The modernization of PCIe hotplug in Linux

Posted Oct 8, 2018 23:26 UTC (Mon) by davidstrauss (guest, #85867)
Parent article: The modernization of PCIe hotplug in Linux

I've been struggling with this in my own adventures with using an eGPU over Thunderbolt. Unfortunately, I expect that PCIe-level hotplug improvements will only be half of the battle, as kernel modules for certain device types (certainly GPUs) respond violently to having their backing devices disappear, even if it happens cleanly at the PCIe level. Manually unloading the kernel modules before removing the device sometimes works, but it's often the case that they refuse to be unloaded because they're in-use by other kernel modules or userland. Perhaps there's a systematic way to hunt down and remove anything blocking the module unloading to prepare for disconnection, but I'm not convinced that's the right answer for user experience.

For PCIe hotplug (including removal) to "just work," kernel modules are going to need to get a lot more accustomed to an inversion of dependency removal. As suggested in "surprise removal," the traditional expectation has been an orderly retirement of consumers before their corresponding producers (to use the API terminology). We now have to accommodate the opposite: surprise electrical removal, followed by surprise PCIe device removal, followed by a kernel module surprising its consumers with an inability to service them, followed by graceful handling on downward. The ability to expose practically any PCIe device over Thunderbolt has changed the scope of hot removal support from a few types of server-style components (e.g. NVMe) to literally anything that may run over PCIe.

I would love to reach the point where I can safely and consistently unplug a Thunderbolt eGPU from my Linux machine -- without shutting it down first.

The modernization of PCIe hotplug in Linux

Posted Oct 9, 2018 14:56 UTC (Tue) by MarcB (guest, #101804) [Link] (6 responses)

I think it is not even half the battle. Even if the kernel drivers are improved, userspace will still be a big issue. "Some of the memory you mapped just physically disappeared" seems not easy to handle (perhaps in some cases it is, but certainly not always). In fact, it could very well be impossible in many cases.

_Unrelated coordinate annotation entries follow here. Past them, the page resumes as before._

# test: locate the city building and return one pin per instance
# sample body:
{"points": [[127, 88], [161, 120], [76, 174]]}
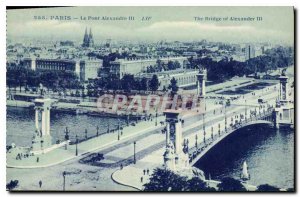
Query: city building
{"points": [[120, 67], [85, 68], [88, 40], [184, 77]]}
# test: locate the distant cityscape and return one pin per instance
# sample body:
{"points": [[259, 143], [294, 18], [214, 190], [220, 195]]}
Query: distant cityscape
{"points": [[104, 114]]}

I can easily see developers responding to that request with "just don't do that".

The modernization of PCIe hotplug in Linux

Posted Oct 9, 2018 17:38 UTC (Tue) by jg (guest, #17537) [Link] (3 responses)

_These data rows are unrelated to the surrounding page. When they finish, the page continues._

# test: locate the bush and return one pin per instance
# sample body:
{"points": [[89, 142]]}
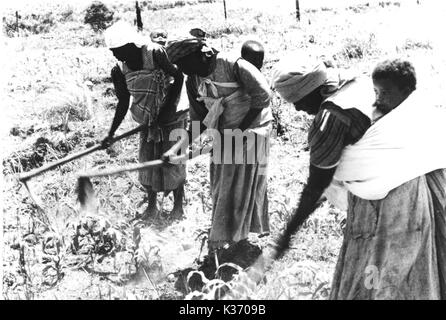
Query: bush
{"points": [[98, 16], [29, 24]]}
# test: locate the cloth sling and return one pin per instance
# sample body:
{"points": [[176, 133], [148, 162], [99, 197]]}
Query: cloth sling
{"points": [[147, 88], [405, 144], [215, 104]]}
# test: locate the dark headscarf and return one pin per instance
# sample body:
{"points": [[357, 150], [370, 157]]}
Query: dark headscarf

In the case of screens, the hot plug case already has to be handed in user space, as you plug external monitors/projectors in routinely. The window system and UI already has support to detect and reconfigure your applications on such hotplug events. Works fine today on my laptop with USB3 dongles driving external monitors....

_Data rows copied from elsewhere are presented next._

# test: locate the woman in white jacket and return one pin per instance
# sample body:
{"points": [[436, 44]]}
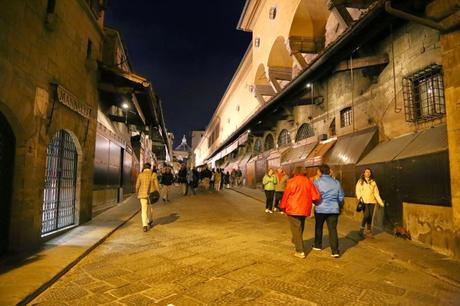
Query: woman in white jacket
{"points": [[368, 192]]}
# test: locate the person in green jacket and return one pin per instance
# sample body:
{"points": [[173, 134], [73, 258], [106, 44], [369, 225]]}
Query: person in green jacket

The modernization of PCIe hotplug in Linux

Posted Oct 9, 2018 17:58 UTC (Tue) by davidstrauss (guest, #85867) [Link] (2 responses)

Code accessing USB devices already anticipates this sort of disconnection; code accessing PCIe devices often does not. I'm not removing a display; I'm removing a GPU. Suddenly unplugging my Thunderbolt eGPU -- even when I'm not actually running any apps or displays with it -- always freezes my system. I've isolated the cause down to the amdgpu (and related) modules not tolerating disappearance of a GPU, as unloading those modules (which rarely works) prevents the freeze on removal.

This is not a unique deficiency of Linux; my understanding is that macOS and Windows have similar effects for many devices. I'm just saying that support for hot removal of PCIe devices requires high-level support as much as low-level. The low-level work is critical, though.

The modernization of PCIe hotplug in Linux

Posted Oct 10, 2018 18:59 UTC (Wed) by jg (guest, #17537) [Link] (1 responses)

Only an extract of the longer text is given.